Back in 1941, the Oscars were aimed at such a small audience that the poster could remind voters of when polls closed and suggest they "plan your party early!"

ABC took over for the first time to broadcast "the most glittering entertainment of 1961," which crowned Billy Wilder's "The Apartment" best picture.

Important enough that it was worth nothing on the poster in 1967: The Oscars were broadcast "in Color."

The 1973 poster had some flash and day-glo colors, but the big winner was "The Godfather," and the headlines came when Marlon Brandon refused his Best Actor Oscar.

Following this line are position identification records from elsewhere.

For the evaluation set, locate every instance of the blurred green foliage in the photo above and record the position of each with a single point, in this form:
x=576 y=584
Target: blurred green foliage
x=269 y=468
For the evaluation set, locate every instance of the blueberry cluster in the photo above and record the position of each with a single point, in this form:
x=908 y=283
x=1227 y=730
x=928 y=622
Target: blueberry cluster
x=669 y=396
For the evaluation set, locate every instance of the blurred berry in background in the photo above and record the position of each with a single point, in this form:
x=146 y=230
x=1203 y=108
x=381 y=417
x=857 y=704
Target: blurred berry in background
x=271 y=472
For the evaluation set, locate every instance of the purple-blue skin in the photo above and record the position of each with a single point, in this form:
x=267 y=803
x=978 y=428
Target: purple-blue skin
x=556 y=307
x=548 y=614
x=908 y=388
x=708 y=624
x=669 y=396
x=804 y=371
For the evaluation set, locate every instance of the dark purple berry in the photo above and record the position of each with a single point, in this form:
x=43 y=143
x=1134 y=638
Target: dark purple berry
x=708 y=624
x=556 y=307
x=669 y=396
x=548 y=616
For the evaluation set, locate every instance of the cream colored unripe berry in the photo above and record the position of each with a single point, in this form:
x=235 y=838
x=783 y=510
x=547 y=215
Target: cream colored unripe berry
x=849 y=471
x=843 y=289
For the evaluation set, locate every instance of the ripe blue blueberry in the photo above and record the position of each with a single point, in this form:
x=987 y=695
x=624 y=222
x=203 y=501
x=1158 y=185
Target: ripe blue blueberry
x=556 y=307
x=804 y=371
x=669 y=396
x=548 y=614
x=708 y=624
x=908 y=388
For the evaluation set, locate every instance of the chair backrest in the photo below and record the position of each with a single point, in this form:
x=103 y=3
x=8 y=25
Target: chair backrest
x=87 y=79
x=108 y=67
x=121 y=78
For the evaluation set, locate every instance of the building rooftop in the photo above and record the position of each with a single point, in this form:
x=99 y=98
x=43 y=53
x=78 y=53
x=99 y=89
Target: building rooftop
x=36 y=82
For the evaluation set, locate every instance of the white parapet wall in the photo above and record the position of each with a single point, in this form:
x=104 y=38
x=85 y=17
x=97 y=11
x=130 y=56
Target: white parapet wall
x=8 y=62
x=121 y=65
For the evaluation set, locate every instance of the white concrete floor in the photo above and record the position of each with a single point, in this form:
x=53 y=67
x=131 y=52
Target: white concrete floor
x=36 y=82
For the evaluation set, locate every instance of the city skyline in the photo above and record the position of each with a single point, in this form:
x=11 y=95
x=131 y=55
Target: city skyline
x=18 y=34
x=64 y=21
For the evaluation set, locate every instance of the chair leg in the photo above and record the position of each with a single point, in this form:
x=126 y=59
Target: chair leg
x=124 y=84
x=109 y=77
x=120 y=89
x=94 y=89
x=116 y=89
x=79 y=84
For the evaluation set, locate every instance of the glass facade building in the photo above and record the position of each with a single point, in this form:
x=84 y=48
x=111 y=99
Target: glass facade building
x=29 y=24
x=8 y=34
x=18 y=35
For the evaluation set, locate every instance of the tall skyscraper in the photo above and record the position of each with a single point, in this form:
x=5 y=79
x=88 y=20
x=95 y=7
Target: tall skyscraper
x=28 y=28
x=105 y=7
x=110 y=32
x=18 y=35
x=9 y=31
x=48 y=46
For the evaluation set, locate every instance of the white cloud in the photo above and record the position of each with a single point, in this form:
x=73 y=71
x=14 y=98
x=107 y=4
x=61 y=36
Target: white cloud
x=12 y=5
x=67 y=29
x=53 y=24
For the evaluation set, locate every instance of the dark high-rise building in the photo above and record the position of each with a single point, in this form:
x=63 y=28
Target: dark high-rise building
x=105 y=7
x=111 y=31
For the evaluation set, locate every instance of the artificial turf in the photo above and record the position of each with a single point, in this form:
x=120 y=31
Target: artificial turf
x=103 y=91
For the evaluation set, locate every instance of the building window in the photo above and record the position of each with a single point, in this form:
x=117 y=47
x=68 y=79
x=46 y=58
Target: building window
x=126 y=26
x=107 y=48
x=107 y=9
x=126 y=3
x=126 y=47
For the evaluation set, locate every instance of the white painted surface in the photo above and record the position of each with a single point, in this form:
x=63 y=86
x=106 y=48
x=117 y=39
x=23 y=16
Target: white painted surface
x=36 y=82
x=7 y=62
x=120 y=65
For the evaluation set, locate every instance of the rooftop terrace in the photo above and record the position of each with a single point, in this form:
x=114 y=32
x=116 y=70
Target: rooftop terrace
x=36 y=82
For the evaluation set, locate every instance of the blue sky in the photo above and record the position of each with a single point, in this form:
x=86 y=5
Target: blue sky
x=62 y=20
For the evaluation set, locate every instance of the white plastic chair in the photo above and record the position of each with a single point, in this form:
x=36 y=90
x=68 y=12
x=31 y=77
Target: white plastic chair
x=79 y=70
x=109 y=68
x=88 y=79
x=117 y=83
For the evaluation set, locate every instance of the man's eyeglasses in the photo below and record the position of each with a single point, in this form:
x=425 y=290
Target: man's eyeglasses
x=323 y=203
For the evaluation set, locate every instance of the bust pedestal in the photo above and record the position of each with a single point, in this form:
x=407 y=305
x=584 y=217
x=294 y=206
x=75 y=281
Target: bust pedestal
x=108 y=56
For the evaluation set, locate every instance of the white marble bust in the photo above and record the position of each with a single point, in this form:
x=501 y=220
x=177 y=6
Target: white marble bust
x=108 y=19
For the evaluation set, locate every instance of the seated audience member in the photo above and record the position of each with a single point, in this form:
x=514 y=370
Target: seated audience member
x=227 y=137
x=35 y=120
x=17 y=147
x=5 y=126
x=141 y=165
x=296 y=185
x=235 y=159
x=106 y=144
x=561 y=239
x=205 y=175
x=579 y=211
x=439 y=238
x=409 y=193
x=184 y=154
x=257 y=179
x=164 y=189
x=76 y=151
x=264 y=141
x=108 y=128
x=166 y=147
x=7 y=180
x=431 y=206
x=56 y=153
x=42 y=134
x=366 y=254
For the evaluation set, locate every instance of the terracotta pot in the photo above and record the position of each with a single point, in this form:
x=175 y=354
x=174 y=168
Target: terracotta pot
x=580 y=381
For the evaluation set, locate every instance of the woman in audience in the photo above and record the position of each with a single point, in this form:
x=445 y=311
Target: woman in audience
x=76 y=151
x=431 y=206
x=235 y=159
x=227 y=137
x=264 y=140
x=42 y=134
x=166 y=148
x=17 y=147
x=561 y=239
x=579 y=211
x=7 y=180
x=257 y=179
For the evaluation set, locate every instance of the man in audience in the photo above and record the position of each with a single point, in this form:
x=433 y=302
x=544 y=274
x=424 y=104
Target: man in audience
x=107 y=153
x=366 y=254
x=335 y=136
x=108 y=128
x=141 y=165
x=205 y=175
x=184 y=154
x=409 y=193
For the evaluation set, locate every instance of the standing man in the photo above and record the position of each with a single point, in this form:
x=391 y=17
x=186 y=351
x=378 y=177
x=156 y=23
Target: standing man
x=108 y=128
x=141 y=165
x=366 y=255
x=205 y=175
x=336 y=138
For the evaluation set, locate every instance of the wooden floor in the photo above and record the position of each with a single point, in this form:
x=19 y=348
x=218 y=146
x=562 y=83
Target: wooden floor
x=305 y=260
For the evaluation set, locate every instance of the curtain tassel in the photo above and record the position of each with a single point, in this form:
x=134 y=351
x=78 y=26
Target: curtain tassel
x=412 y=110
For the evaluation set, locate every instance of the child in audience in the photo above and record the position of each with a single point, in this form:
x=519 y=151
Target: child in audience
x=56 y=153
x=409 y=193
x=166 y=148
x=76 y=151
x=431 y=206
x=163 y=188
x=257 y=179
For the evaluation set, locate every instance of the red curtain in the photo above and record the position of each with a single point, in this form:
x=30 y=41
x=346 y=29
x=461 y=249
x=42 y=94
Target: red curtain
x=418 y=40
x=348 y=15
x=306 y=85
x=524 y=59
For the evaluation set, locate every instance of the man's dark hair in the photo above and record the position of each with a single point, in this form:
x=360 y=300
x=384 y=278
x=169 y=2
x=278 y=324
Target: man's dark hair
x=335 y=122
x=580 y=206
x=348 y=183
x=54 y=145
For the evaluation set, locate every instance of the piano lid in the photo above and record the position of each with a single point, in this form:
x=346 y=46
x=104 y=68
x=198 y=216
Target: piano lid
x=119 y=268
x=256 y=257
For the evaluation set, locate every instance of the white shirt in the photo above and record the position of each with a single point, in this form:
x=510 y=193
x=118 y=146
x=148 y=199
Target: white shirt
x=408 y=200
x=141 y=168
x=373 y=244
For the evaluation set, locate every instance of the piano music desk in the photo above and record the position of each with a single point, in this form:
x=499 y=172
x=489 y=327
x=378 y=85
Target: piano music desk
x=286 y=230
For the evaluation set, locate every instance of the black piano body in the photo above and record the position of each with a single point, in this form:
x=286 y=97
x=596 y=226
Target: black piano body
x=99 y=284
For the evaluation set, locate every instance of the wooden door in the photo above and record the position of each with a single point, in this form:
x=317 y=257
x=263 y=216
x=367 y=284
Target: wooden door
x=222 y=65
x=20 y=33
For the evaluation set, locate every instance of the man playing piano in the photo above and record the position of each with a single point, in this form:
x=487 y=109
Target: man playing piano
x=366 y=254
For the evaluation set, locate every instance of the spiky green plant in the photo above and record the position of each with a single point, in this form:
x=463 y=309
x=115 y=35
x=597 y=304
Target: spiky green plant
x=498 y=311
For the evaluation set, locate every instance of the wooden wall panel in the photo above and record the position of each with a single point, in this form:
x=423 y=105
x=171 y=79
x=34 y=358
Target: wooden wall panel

The year of "The Godfather Part II," "Chinatown," "The Conversation" and "Lenny" also had one of the most challenging, unusual posters.

The first time Meryl Streep was named Best Actress, in 1983, the Oscar poster looked like a slick ad for a San Fernando Valley nightly-news show.

Officially, the 73rd Oscars were the 2000 Academy Awards – but the Academy couldn't resist playing off the date the show was held, so that year's poster hinged on graphically misidentifying the Oscar year.

Producer Laura Ziskin had to get special permission so that comic-book artist Alex Ross could have the Oscar statuette change position and move the sword away from his body.

Pop artist Burton Morris raised eyebrows by making the papparazzo (who's not even dressed for the Oscars) more prominent than the Oscar in 2004.

In 2006, Joan Maloney used cropped photos of past Oscar winners; anonymity was part of the point, although in this version the statuette is being cradled by Audrey Hepburn.

A couple of times, Oscar posters have gone with movie quotes, which in this case ranged from "Rosebud" to "Frodo!"

The last Oscar hosts to be pictured on the poster: Alec Baldwin and Steve Martin, whose 2009 job at the helm was not particularly well received.

The 2010 poster, the final part of a multi-image "you're invited" campaign, was as clean and classic as it gets.

You'd think the return of Billy Crystal might have been celebrated on last year's poster, but instead the Academy went with a generic tagline: "Celebrate the movies in all of us."